Attualità

La guerra dei vincoli per le saline di Cagliari

di Ivano Tolettini -


Alle porte di Cagliari, nella vasta salina di Santa Gilla di 2.700 ettari, va in scena un nuova battaglia legale. È davanti al Tar contro il vincolo messo dalla Soprintendenza. Ad affilare le armi quanti hanno obiettivi legittimi, ma contrapposti: da una parte quelli ambientali, per preservare un ecosistema unico; dall’altra quelli industriali che da quasi un secolo sono al centro di opposte valutazioni perché ad un tempo strumenti di accumulazione e lavoro che emancipano dal bisogno. Cui è difficile rinunciare. Interessi con risvolti non sempre confessabili. Nel regno dei fenicotteri rosa, dove va in scena uno dei valzer naturali più spettacolari non solo della Sardegna, la Soprintendenza ha rotto gli indugi ed ha messo la tutela su un’area ricompresa tra i Comuni di Cagliari, Capoterra e Assemini. A muovere battaglia è il Consorzio industriale della provincia di Cagliari (Cacip).

 

CHIMICA

 

La tutela diventa ufficiale dopo che il colosso Eni un anno fa ha tolto le ancore disimpegnandosi dalla “Ing. Luigi Conti Vecchi” che fino a pochi anni fa controllava interamente.
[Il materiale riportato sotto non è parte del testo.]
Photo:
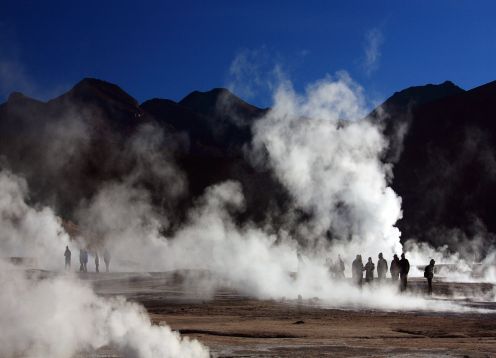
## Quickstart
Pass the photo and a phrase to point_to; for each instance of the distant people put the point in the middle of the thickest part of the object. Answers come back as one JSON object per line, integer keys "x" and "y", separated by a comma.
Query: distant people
{"x": 340, "y": 268}
{"x": 395, "y": 268}
{"x": 381, "y": 268}
{"x": 429, "y": 275}
{"x": 67, "y": 255}
{"x": 357, "y": 270}
{"x": 97, "y": 262}
{"x": 106, "y": 259}
{"x": 369, "y": 270}
{"x": 404, "y": 269}
{"x": 81, "y": 260}
{"x": 332, "y": 269}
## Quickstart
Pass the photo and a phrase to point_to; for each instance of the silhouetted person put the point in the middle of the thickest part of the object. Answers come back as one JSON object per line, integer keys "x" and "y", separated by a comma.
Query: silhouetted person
{"x": 357, "y": 270}
{"x": 97, "y": 262}
{"x": 81, "y": 260}
{"x": 404, "y": 269}
{"x": 340, "y": 267}
{"x": 429, "y": 275}
{"x": 395, "y": 268}
{"x": 381, "y": 268}
{"x": 369, "y": 270}
{"x": 67, "y": 255}
{"x": 106, "y": 259}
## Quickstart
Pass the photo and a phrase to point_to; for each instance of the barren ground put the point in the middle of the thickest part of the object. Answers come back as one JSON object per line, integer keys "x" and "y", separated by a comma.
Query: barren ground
{"x": 233, "y": 325}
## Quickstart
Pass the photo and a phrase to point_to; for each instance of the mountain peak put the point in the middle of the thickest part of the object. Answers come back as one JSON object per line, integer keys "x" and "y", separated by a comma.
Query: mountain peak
{"x": 220, "y": 102}
{"x": 92, "y": 89}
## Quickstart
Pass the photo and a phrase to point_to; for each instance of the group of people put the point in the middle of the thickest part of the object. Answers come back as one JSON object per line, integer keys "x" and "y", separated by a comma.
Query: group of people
{"x": 399, "y": 269}
{"x": 83, "y": 260}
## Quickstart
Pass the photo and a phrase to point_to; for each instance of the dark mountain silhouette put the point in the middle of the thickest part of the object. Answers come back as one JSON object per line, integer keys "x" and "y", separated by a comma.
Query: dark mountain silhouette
{"x": 447, "y": 171}
{"x": 442, "y": 143}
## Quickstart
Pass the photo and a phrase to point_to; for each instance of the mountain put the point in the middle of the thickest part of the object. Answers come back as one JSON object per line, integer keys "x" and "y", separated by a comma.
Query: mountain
{"x": 442, "y": 143}
{"x": 446, "y": 174}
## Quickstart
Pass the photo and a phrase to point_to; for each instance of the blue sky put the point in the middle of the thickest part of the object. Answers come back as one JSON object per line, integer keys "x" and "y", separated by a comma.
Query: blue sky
{"x": 170, "y": 48}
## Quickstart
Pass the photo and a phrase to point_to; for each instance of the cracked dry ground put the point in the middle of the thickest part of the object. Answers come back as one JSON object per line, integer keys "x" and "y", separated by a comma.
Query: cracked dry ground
{"x": 264, "y": 328}
{"x": 233, "y": 325}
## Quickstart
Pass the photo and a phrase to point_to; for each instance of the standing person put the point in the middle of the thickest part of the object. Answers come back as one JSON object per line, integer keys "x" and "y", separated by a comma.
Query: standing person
{"x": 357, "y": 270}
{"x": 381, "y": 268}
{"x": 395, "y": 268}
{"x": 81, "y": 260}
{"x": 404, "y": 269}
{"x": 429, "y": 275}
{"x": 369, "y": 271}
{"x": 106, "y": 259}
{"x": 85, "y": 260}
{"x": 340, "y": 267}
{"x": 67, "y": 255}
{"x": 97, "y": 262}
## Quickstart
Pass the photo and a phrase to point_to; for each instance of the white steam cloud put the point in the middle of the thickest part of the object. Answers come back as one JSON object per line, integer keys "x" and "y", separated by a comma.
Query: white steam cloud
{"x": 61, "y": 316}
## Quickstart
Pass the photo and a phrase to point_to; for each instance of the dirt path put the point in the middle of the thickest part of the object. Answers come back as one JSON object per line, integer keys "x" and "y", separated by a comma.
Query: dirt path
{"x": 232, "y": 325}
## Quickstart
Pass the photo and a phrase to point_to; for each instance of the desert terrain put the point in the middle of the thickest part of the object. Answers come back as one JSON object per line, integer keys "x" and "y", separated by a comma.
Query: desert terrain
{"x": 234, "y": 325}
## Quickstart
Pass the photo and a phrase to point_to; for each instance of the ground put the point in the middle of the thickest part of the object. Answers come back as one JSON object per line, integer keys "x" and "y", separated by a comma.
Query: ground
{"x": 232, "y": 325}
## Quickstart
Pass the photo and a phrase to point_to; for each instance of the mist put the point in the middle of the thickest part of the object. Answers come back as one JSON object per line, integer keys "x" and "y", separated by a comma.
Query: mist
{"x": 317, "y": 145}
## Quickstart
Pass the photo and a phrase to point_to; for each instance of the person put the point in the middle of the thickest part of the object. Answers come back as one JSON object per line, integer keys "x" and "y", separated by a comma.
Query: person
{"x": 369, "y": 271}
{"x": 332, "y": 268}
{"x": 395, "y": 268}
{"x": 97, "y": 262}
{"x": 85, "y": 260}
{"x": 381, "y": 268}
{"x": 340, "y": 268}
{"x": 67, "y": 255}
{"x": 429, "y": 275}
{"x": 404, "y": 269}
{"x": 106, "y": 259}
{"x": 357, "y": 270}
{"x": 81, "y": 260}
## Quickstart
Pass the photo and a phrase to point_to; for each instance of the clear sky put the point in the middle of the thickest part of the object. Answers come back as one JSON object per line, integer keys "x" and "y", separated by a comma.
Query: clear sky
{"x": 170, "y": 48}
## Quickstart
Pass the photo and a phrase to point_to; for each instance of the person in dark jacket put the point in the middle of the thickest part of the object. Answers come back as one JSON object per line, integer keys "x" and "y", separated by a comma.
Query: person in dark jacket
{"x": 97, "y": 262}
{"x": 67, "y": 255}
{"x": 369, "y": 270}
{"x": 357, "y": 270}
{"x": 81, "y": 260}
{"x": 106, "y": 259}
{"x": 395, "y": 268}
{"x": 429, "y": 275}
{"x": 404, "y": 269}
{"x": 381, "y": 268}
{"x": 339, "y": 268}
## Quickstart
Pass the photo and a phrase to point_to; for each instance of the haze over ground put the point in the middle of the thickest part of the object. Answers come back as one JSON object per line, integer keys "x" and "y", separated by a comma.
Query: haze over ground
{"x": 225, "y": 155}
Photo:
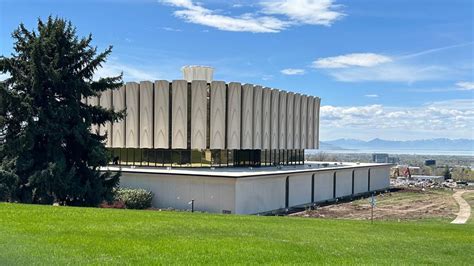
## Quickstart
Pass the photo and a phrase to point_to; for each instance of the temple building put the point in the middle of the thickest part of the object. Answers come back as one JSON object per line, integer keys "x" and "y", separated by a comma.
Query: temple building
{"x": 229, "y": 147}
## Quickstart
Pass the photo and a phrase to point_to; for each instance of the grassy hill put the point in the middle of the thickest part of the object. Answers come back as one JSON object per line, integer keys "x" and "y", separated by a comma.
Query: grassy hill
{"x": 31, "y": 234}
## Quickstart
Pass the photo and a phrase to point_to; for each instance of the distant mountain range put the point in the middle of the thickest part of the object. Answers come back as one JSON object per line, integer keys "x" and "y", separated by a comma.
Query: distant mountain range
{"x": 380, "y": 144}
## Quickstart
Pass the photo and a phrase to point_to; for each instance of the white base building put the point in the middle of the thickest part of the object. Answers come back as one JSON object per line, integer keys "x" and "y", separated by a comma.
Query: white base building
{"x": 257, "y": 190}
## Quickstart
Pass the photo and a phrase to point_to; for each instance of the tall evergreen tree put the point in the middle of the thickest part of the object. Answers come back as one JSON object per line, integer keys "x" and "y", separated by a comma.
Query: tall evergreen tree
{"x": 49, "y": 153}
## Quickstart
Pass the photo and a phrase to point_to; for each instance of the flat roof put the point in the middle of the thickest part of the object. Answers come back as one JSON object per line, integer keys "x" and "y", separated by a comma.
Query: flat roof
{"x": 238, "y": 172}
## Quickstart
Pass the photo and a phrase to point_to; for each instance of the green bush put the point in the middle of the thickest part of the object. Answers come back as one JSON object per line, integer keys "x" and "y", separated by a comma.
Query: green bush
{"x": 134, "y": 198}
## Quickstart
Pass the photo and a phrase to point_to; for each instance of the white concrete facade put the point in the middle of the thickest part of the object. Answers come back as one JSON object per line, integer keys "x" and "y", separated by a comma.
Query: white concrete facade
{"x": 218, "y": 107}
{"x": 234, "y": 102}
{"x": 235, "y": 116}
{"x": 255, "y": 191}
{"x": 118, "y": 128}
{"x": 161, "y": 117}
{"x": 132, "y": 119}
{"x": 106, "y": 103}
{"x": 179, "y": 115}
{"x": 146, "y": 114}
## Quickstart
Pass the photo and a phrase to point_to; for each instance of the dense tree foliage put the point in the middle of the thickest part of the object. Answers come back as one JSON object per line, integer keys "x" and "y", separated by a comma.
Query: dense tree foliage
{"x": 48, "y": 152}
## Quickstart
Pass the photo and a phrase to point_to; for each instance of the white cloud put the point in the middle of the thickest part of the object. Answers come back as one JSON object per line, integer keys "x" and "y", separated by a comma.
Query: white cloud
{"x": 451, "y": 119}
{"x": 197, "y": 14}
{"x": 351, "y": 60}
{"x": 322, "y": 12}
{"x": 465, "y": 85}
{"x": 130, "y": 73}
{"x": 296, "y": 13}
{"x": 395, "y": 72}
{"x": 292, "y": 71}
{"x": 171, "y": 29}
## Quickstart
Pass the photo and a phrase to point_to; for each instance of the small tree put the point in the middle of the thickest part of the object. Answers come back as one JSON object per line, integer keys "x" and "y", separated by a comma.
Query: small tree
{"x": 49, "y": 153}
{"x": 447, "y": 173}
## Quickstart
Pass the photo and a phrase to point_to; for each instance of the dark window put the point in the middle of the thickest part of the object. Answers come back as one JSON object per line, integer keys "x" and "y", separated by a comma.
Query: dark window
{"x": 353, "y": 174}
{"x": 287, "y": 192}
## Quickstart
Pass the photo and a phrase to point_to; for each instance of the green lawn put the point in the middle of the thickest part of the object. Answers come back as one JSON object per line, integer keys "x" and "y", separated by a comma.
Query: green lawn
{"x": 31, "y": 234}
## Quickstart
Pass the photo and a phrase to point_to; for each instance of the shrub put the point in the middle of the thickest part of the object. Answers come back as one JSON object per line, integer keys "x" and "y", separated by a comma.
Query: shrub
{"x": 134, "y": 198}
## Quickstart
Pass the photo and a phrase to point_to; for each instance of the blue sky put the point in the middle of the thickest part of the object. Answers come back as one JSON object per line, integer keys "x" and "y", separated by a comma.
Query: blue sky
{"x": 392, "y": 69}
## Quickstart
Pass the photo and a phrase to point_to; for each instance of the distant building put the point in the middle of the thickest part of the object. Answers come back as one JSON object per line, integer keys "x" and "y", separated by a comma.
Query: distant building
{"x": 380, "y": 157}
{"x": 436, "y": 179}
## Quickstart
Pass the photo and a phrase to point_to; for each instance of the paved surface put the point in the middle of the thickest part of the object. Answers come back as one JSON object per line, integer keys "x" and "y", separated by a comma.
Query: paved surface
{"x": 464, "y": 208}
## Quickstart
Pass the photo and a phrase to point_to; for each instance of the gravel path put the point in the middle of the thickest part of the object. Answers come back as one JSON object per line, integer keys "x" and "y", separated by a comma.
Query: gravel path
{"x": 464, "y": 208}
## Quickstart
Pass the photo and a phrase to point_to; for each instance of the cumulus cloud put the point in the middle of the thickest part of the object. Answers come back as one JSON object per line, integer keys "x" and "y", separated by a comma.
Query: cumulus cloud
{"x": 453, "y": 118}
{"x": 264, "y": 21}
{"x": 396, "y": 72}
{"x": 292, "y": 71}
{"x": 322, "y": 12}
{"x": 465, "y": 85}
{"x": 351, "y": 60}
{"x": 130, "y": 73}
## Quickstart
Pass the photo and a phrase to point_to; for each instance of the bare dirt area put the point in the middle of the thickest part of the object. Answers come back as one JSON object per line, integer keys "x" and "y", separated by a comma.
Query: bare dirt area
{"x": 405, "y": 204}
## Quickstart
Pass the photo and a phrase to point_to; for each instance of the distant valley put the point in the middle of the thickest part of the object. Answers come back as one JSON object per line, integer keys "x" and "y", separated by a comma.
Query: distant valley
{"x": 380, "y": 144}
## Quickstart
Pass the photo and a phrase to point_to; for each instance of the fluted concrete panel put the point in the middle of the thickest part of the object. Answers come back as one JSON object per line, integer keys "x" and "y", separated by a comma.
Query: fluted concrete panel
{"x": 179, "y": 117}
{"x": 162, "y": 104}
{"x": 218, "y": 119}
{"x": 234, "y": 102}
{"x": 317, "y": 103}
{"x": 310, "y": 143}
{"x": 106, "y": 129}
{"x": 146, "y": 114}
{"x": 282, "y": 121}
{"x": 266, "y": 118}
{"x": 304, "y": 122}
{"x": 290, "y": 100}
{"x": 247, "y": 116}
{"x": 257, "y": 117}
{"x": 118, "y": 128}
{"x": 94, "y": 101}
{"x": 198, "y": 114}
{"x": 132, "y": 120}
{"x": 275, "y": 116}
{"x": 297, "y": 124}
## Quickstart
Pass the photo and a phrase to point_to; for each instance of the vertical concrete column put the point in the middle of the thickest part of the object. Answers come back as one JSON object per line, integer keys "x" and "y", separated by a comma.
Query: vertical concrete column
{"x": 282, "y": 121}
{"x": 106, "y": 103}
{"x": 304, "y": 121}
{"x": 162, "y": 114}
{"x": 317, "y": 103}
{"x": 290, "y": 100}
{"x": 233, "y": 115}
{"x": 146, "y": 114}
{"x": 118, "y": 128}
{"x": 257, "y": 117}
{"x": 179, "y": 120}
{"x": 132, "y": 119}
{"x": 198, "y": 114}
{"x": 247, "y": 116}
{"x": 266, "y": 118}
{"x": 93, "y": 101}
{"x": 310, "y": 138}
{"x": 218, "y": 119}
{"x": 275, "y": 115}
{"x": 297, "y": 124}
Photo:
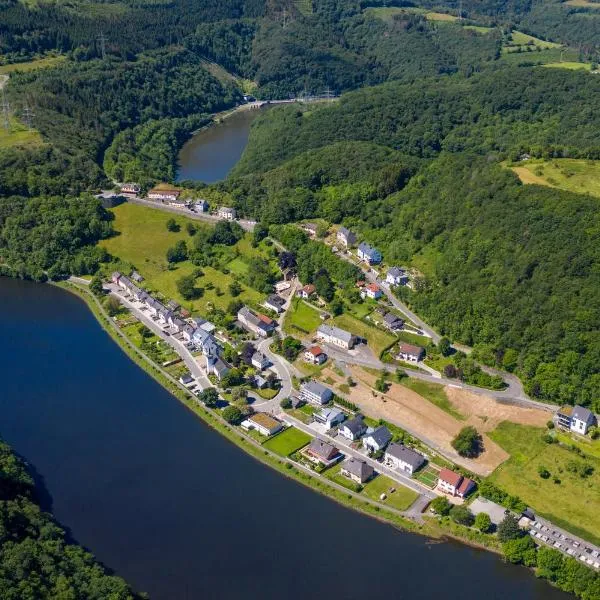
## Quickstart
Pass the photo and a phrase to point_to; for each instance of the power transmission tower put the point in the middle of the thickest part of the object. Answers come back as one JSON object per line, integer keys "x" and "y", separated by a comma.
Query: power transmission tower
{"x": 28, "y": 115}
{"x": 102, "y": 40}
{"x": 5, "y": 111}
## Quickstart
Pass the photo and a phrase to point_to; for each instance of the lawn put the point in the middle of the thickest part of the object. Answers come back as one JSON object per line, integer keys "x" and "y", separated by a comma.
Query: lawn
{"x": 301, "y": 318}
{"x": 574, "y": 503}
{"x": 377, "y": 340}
{"x": 287, "y": 442}
{"x": 143, "y": 241}
{"x": 401, "y": 499}
{"x": 574, "y": 175}
{"x": 435, "y": 393}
Sia nella gestione delle saline, vendute alla siciliana Italkali, sia nella chimica di base con l’impianto del cloro-soda che in precedenza era stato venduto alla Società Chimica Assemini amministrata da Domenico Greco e con socio di maggioranza l’industriale Toscano Antonio Donato Todisco. Del resto il connubio tra le saline e la chimica è molto stretto, perché l’impianto del cloro-soda è il processo chimico-industriale attraverso cui dal cloruro di sodio in soluzione, la cosiddetta salamoia pura, si ottengono per elettrolisi cloro gassoso, Idrossido di sodio e idrogeno. Restano però da smaltire le sabbie che sono equiparate a un rifiuto. Quando la società Conti Vecchi era un tutt’uno esse venivano perlopiù gestite all’interno delle saline, ma non avviene più. Senza che finora sia stata eseguita la “caratterizzazione chimico-fisica” della spacchettata dall’Eni dopo la sua “fuga”. Vale a dire si invoca “l’analisi delle acque di falda – come scrive Mauro Pili sull’Unione Sarda – e delle sostanze che possono avere alterato nel tempo il sottosuolo e non solo”. A frenare quest’azione, osservano molti ambientalisti cui dà voce anche l’articolo citato, è “il tabù del possibile inquinamento”, tutto da verificare, per possibili gestioni borderline del passato, quando la sensibilità ambientale non era quella odierna. Anche perché tra “lo stabilimento industriale del cloro-soda – aggiunge Pili nell’articolo – e la gestione” contigua delle saline l’erba non cresce più e “un motivo dovrà pur esserci”.

REGIONE E PONTILE

Della cessione ai privati delle saline di Santa Gilla si è occupata anche l’assemblea regionale sarda quando il consigliere Michele Cossa ha presentato una interrogazione scritta sulla vendita della “Ing. Luigi Conti Vecchi” da parte di Eni, cui ha risposto lo scorso novembre l’assessore dell’Industria Anita Pili. “Il Servizio Attività estrattive e recupero ambientale eserciterà il suo ruolo istituzionale di competenza – scrive – nell’ambito dell’attività di verifica della regolarità della conduzione della miniera relativamente al rispetto degli obblighi imposti con l’atto di concessione e alla continuità della produzione”. Prima però aveva specificato che il Servizio Attività estrattive e recupero ambientale non aveva avviato alcun procedimento perché lo può fare solo in caso di trasferimento della titolarità della concessione mineraria che è rimasta al concessionario, Ing. Luigi Conti Vecchi spa, passato di mano. Resta poi il tema dei lavori del pontile che fanno parte dell’accordo di cessione da parte di Eni a Chimica Assemini, annunciati per fine maggio dall’ad Greco. Ma questa è un’altra storia.